Your organization may have more than one masking engine, and in certain circumstances, it may want to coordinate the operation of those engines. In particular, there are two specific scenarios in which an organization could benefit from some level of interaction and orchestration between multiple masking engines.

Software Development Life Cycle (SDLC)¶

Using an SDLC process often requires setting up multiple masking engines, each for a different part of the cycle (Development, QA, Production).

Screen Shot 2017-08-06 at 4.05.30 PM.png

Distributed Execution¶

For many organizations, the size of the profiling and masking workloads requires more than one production masking engine. These masking engines can be identical in configuration or be partially equivalent depending on the organization's needs.
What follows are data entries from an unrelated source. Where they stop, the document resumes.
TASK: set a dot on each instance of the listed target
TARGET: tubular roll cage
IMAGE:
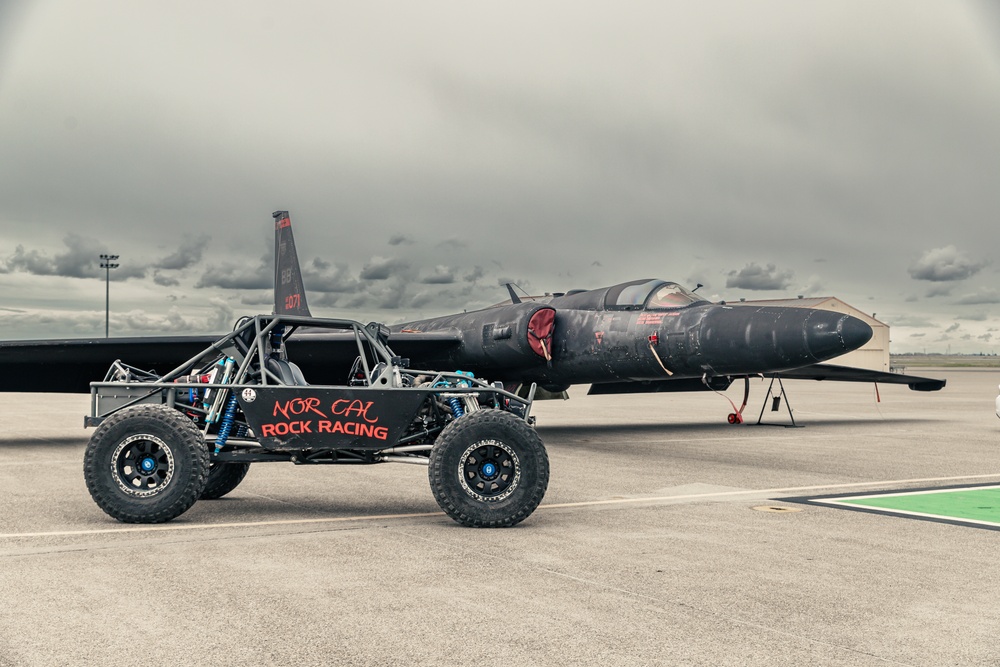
(147, 387)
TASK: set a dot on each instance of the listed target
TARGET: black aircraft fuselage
(640, 336)
(642, 331)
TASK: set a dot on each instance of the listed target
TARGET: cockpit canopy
(649, 295)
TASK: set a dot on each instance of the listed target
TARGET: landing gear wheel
(488, 469)
(146, 464)
(223, 478)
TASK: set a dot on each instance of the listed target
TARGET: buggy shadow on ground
(647, 549)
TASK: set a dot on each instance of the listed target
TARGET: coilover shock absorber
(226, 424)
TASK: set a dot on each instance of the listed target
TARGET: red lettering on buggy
(297, 406)
(282, 428)
(359, 429)
(355, 408)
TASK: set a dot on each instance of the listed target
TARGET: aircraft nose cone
(744, 339)
(828, 334)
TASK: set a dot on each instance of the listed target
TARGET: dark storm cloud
(401, 239)
(756, 277)
(321, 275)
(913, 321)
(229, 275)
(771, 141)
(442, 276)
(940, 290)
(380, 268)
(984, 295)
(945, 264)
(81, 260)
(187, 255)
(164, 281)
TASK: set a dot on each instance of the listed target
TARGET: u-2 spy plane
(639, 336)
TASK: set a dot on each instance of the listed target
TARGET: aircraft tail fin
(289, 293)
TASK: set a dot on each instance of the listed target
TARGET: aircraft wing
(814, 372)
(846, 374)
(418, 346)
(69, 366)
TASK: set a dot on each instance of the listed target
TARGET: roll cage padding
(286, 371)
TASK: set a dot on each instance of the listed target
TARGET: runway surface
(663, 540)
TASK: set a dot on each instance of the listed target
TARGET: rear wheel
(146, 464)
(223, 478)
(488, 469)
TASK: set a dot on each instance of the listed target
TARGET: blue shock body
(226, 424)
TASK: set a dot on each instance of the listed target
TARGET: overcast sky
(431, 151)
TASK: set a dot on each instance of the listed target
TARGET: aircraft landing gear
(735, 417)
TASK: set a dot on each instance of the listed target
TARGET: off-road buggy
(163, 442)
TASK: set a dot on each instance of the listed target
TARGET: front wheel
(488, 469)
(146, 464)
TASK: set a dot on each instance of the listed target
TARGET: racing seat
(286, 371)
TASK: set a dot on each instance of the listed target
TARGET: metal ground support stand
(776, 403)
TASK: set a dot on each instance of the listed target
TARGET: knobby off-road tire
(223, 478)
(146, 464)
(488, 469)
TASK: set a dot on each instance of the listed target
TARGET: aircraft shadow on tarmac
(42, 443)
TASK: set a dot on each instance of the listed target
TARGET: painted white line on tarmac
(586, 503)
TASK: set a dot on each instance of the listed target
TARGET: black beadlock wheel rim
(142, 465)
(489, 471)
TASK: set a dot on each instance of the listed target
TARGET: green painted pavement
(969, 504)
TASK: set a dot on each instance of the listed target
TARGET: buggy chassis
(163, 442)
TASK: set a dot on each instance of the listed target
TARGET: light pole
(107, 265)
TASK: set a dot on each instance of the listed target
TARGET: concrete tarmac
(650, 547)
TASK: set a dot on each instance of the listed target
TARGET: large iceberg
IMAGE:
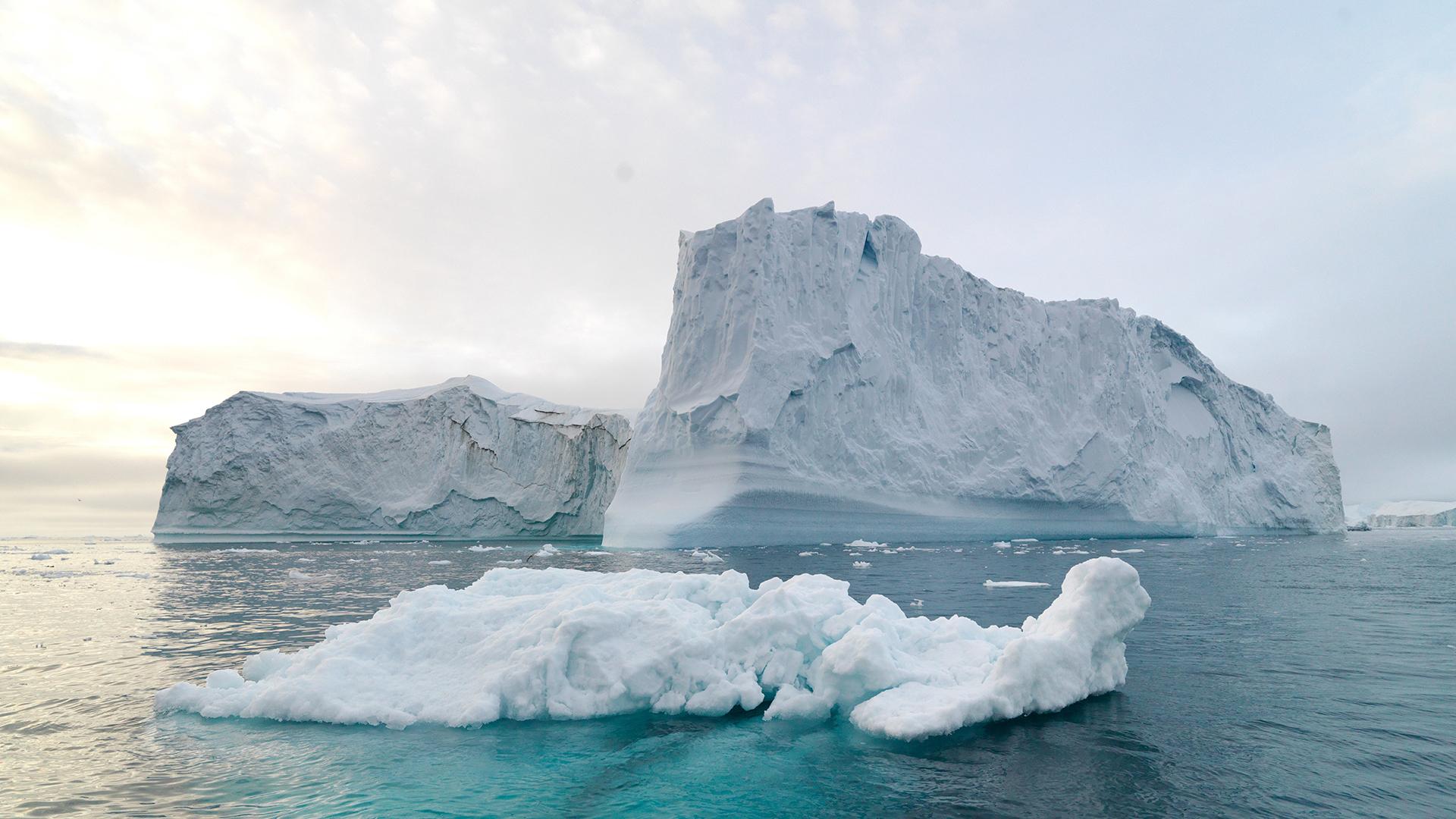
(457, 460)
(824, 379)
(526, 645)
Screen Shot 2017-08-06 at 4.10.01 PM.png

For both of these use cases, you will need to be able to move various objects between masking engines. These objects may include the following:

Algorithms
Connectors
Domains
File Formats
Inventories
Masking Jobs
Profile Expressions
Profile Jobs
Profile Sets
Rulesets

You can move a subset of these objects between engines using the Masking V5 APIs. See the following sections for instructions.

Best Practice Guide and Example Architectures for Synchronizing¶

Engine synchronization provides a general and flexible way to move masking algorithms and objects necessary to run an identical job on another engine. It is recommended that the syncable objects move in only one direction. That is, objects should be exported from one engine and imported into others but should not go in the other direction. This recommendation is primarily to simplify management of which objects exist on which engine.
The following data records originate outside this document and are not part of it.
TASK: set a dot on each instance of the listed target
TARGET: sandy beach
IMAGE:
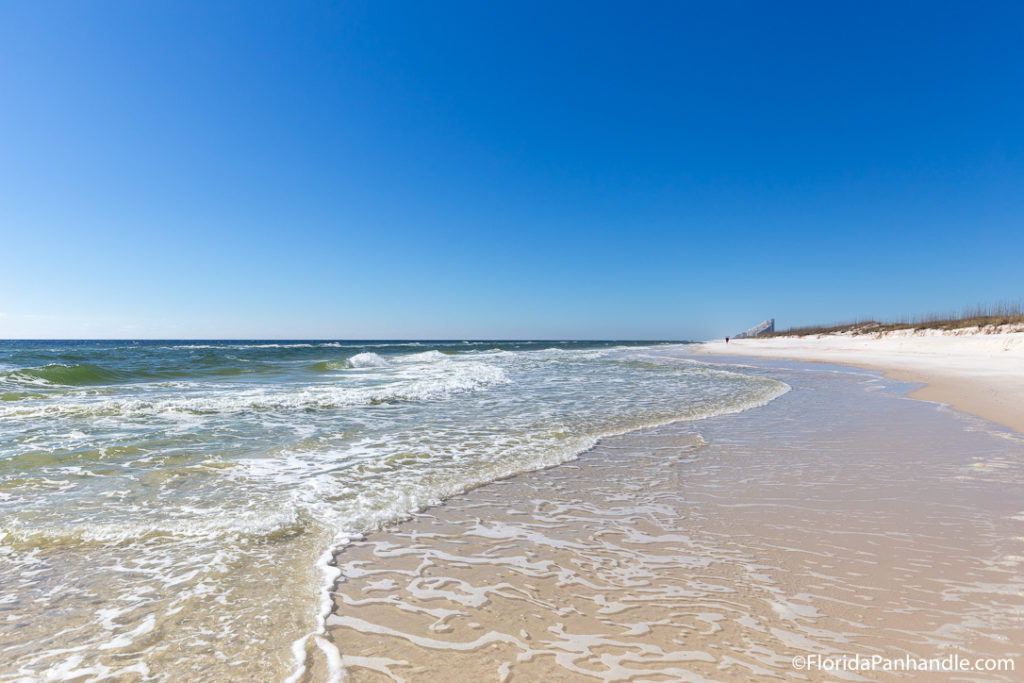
(980, 374)
(841, 520)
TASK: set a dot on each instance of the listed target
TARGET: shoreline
(978, 374)
(839, 519)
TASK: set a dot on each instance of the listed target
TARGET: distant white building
(765, 328)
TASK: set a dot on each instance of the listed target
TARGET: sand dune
(978, 373)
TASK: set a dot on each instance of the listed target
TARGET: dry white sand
(977, 373)
(841, 519)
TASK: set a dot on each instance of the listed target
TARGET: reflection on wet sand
(840, 519)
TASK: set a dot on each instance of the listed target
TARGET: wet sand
(842, 518)
(977, 373)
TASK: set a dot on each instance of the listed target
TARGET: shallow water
(167, 507)
(841, 519)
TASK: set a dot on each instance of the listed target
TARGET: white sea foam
(368, 359)
(204, 499)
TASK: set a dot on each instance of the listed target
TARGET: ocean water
(168, 510)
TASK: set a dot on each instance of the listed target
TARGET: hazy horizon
(537, 171)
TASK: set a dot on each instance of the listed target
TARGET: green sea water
(170, 509)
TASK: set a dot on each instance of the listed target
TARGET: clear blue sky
(504, 170)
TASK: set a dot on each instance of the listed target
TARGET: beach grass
(981, 316)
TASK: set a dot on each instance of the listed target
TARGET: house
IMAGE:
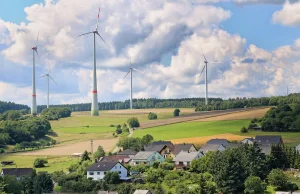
(184, 159)
(127, 152)
(265, 148)
(147, 157)
(212, 147)
(217, 141)
(165, 148)
(268, 139)
(17, 172)
(122, 159)
(98, 170)
(298, 148)
(248, 140)
(142, 192)
(186, 147)
(234, 145)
Two example architectures are described below. Note that the two architectures could be combined by having multiple production engines instead of a single one.

Horizontal Scale¶

The first architecture aims to address the problem of horizontal scale -- that is, achieving consistent masking across a large data estate by deploying multiple masking engines. In this architecture, syncable objects are authored on one engine, labeled “Control Masking Engine” in the diagram below. Those objects are then distributed to “Compute Masking Engines” using the engine synchronization APIs. The synchronized algorithms and masking jobs will produce the same masked output on all of the engines, thus enabling large data estates to be masked consistently.

SDLC¶

The second architecture addresses the desire to author algorithms on one engine, to test and certify them on another, and finally to deploy them to a production engine. Here, algorithms are authored on the first engine, labeled “Dev Engine” in the diagram below. When the developer is satisfied, the algorithms are exported from the Dev Engine and imported to the QA Engine where they can be tested and certified. Finally, they are exported from the QA engine and imported to the production engine.